Architekt des Dreamer-Programms

Alejandro Mayorkas entscheidet sich für letzteres. Warum? Der 61-jährige zitiert mit ganz viel Pathos keinen geringeren als Robert F. Kennedy: "Unsere Einstellung zur Einwanderung spiegelt unser Vertrauen in das US-amerikanische Ideal wider. Und ich hoffe, wir werden dem gerecht."

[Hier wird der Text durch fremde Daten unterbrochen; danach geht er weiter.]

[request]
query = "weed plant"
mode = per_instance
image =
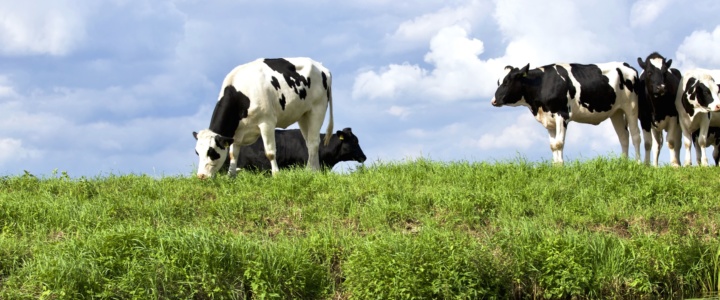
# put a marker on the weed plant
(419, 229)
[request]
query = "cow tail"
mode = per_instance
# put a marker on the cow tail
(328, 131)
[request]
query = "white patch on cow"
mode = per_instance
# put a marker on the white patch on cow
(657, 62)
(547, 119)
(700, 119)
(207, 166)
(307, 99)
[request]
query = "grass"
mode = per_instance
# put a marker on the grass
(603, 228)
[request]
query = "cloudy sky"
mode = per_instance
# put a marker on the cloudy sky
(117, 86)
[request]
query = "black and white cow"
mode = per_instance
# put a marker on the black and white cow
(559, 93)
(258, 97)
(659, 84)
(698, 108)
(713, 138)
(292, 151)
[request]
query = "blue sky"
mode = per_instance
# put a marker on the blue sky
(116, 87)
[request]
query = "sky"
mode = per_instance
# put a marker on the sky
(111, 87)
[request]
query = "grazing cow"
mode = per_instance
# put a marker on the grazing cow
(698, 108)
(291, 151)
(559, 93)
(713, 138)
(659, 85)
(273, 93)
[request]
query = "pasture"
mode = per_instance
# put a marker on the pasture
(420, 229)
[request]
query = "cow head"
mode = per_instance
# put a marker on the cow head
(655, 69)
(349, 146)
(701, 92)
(212, 150)
(510, 89)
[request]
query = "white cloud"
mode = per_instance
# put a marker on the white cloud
(700, 49)
(458, 73)
(419, 30)
(41, 27)
(12, 150)
(644, 12)
(399, 111)
(523, 134)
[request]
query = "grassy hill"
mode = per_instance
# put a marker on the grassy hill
(416, 229)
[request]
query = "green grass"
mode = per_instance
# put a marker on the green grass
(603, 228)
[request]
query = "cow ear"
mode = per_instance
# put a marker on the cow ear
(230, 91)
(641, 63)
(524, 70)
(223, 142)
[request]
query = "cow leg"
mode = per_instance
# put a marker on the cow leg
(267, 133)
(234, 154)
(657, 141)
(673, 139)
(620, 125)
(698, 155)
(557, 139)
(687, 143)
(702, 143)
(648, 139)
(310, 125)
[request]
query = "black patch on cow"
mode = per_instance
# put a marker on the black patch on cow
(684, 100)
(702, 94)
(596, 94)
(291, 151)
(629, 82)
(656, 91)
(228, 112)
(293, 79)
(626, 83)
(212, 154)
(565, 76)
(282, 101)
(275, 83)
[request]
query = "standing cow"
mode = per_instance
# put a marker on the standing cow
(713, 138)
(273, 93)
(559, 93)
(659, 84)
(291, 151)
(698, 108)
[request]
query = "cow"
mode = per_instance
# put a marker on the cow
(659, 84)
(292, 151)
(559, 93)
(698, 108)
(713, 138)
(272, 93)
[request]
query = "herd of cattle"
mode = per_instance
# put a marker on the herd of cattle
(265, 94)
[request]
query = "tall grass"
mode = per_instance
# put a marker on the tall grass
(416, 229)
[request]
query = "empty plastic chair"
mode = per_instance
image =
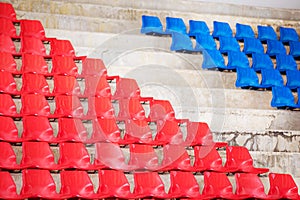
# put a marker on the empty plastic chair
(271, 78)
(34, 84)
(282, 186)
(35, 104)
(238, 159)
(253, 45)
(37, 128)
(282, 97)
(221, 29)
(243, 31)
(237, 59)
(8, 130)
(275, 47)
(266, 33)
(64, 65)
(294, 48)
(113, 183)
(70, 129)
(39, 184)
(228, 44)
(205, 42)
(183, 184)
(246, 78)
(261, 61)
(148, 184)
(174, 24)
(198, 27)
(8, 63)
(74, 156)
(8, 84)
(285, 63)
(7, 106)
(8, 159)
(213, 59)
(37, 155)
(151, 25)
(7, 11)
(288, 34)
(142, 157)
(7, 45)
(293, 79)
(35, 64)
(77, 184)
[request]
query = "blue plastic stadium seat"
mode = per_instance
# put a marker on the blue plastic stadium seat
(275, 47)
(246, 77)
(181, 43)
(285, 62)
(213, 59)
(198, 27)
(151, 25)
(282, 97)
(288, 34)
(261, 61)
(295, 48)
(293, 79)
(228, 44)
(266, 33)
(270, 78)
(221, 29)
(205, 42)
(243, 31)
(237, 59)
(175, 25)
(253, 45)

Würde man in den USA eine Unterschriftenliste herumreichen, hätten mehr als 700.000 Menschen schon unterzeichnet, dass Mayorkas diesem Ideal gerecht geworden ist. Das ist die Anzahl der in den USA lebenden "Dreamer", die wegen des "Deferred Action for Childhood Arrivals-Program", kurz DACA, vor Abschiebung geschützt sind und in den USA zur Schule gehen, studieren oder arbeiten dürfen - obwohl sie als Kind ohne Dokumente und illegal in die USA kamen.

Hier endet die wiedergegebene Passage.